The gaming mags had always talked about the Mech2 engine being held together with duct tape and bubble gum, and this piece of software had a massive development behind the scenes. Reading interviews available with the team members, I wrote what was on the page. At the time (circa 2003), I was just trying to put the pieces together and understand a bit more about the development of Mechwarrior 2.
Earlier in the year (2008), Eric Peterson commented on my ramblings at his Port of Evil forums. Now, his comments weren't too detailed, just that "No one in the gaming press had really gotten it right." His site is unfortunately down (or moved?), as he had a ton of insight to Mechwarrior 2's development process, which, if I can recall correctly, started when the engineering market went down. He moved from programming simulations in the aerospace industry over to Activision, where he pursued the sequel to Mechwarrior.
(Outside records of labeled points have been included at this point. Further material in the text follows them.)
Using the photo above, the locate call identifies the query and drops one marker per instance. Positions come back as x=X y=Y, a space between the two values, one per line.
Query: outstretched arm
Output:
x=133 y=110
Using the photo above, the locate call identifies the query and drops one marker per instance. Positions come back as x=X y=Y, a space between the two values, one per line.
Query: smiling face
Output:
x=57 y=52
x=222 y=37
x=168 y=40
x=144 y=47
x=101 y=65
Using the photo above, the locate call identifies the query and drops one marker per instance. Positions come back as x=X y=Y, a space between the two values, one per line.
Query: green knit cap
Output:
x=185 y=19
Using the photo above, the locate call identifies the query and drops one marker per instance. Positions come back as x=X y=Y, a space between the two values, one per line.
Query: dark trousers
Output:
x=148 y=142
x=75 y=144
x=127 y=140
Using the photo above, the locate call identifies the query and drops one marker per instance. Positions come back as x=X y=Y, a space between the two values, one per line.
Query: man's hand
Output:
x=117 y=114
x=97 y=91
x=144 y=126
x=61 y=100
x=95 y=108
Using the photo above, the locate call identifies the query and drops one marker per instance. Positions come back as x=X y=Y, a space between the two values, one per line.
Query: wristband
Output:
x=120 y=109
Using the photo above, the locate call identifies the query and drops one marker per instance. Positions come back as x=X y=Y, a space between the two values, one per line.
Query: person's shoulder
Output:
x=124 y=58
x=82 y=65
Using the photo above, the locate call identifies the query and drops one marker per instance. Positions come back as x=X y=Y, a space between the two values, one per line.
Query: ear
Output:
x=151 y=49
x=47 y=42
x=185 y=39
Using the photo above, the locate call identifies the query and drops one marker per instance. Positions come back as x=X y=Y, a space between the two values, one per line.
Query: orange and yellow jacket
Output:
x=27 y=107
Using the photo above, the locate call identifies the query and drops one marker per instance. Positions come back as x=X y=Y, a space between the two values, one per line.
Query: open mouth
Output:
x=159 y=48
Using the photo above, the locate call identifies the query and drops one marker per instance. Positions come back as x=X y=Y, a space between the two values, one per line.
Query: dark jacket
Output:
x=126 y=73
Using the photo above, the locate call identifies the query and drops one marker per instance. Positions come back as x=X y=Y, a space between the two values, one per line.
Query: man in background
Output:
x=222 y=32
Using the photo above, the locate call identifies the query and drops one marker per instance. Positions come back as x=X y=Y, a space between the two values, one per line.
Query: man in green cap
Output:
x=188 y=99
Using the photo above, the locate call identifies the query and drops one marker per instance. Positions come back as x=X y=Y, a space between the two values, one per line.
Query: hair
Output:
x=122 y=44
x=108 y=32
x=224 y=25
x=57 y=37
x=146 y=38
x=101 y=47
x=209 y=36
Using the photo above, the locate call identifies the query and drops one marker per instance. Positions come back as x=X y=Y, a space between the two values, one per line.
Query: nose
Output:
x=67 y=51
It sounds like between internal disputes with Activision about the release date, arguments with the game's producer (downright illegal stuff), and Eric having to program the thing, it was just a mess. That being said, it was still the same game. Though it may have been implied, there weren't two different games, but rather, a lot of little changes that all added up. It's not that The Clans and 31st Century Combat were completely different games, but that one was a teen-aged version and the other an adult.
Straight from the Source
The afore-mentioned Eric Peterson is posting his Mechwarrior 2 development memoirs at his planet E blog. Click the link below to go to each article in the series. (Links to the articles will be added as they are posted.)
Download the Mechwarrior 2: The Clans Demo
Mechwarrior 2: The Clans Demo - To get this thing running, you'll want to take the file and extract it to a floppy disk first. A CD may work in this situation, but I haven't tried it personally. After that, go into DOS and install it straight off of the disk. I have been unsuccesful in getting the game to install directly from a hard drive. After it's installed, you should be able to run it inside of a DOS window, but you may need to use a program like Slowdown to get the game running at an acceptable speed.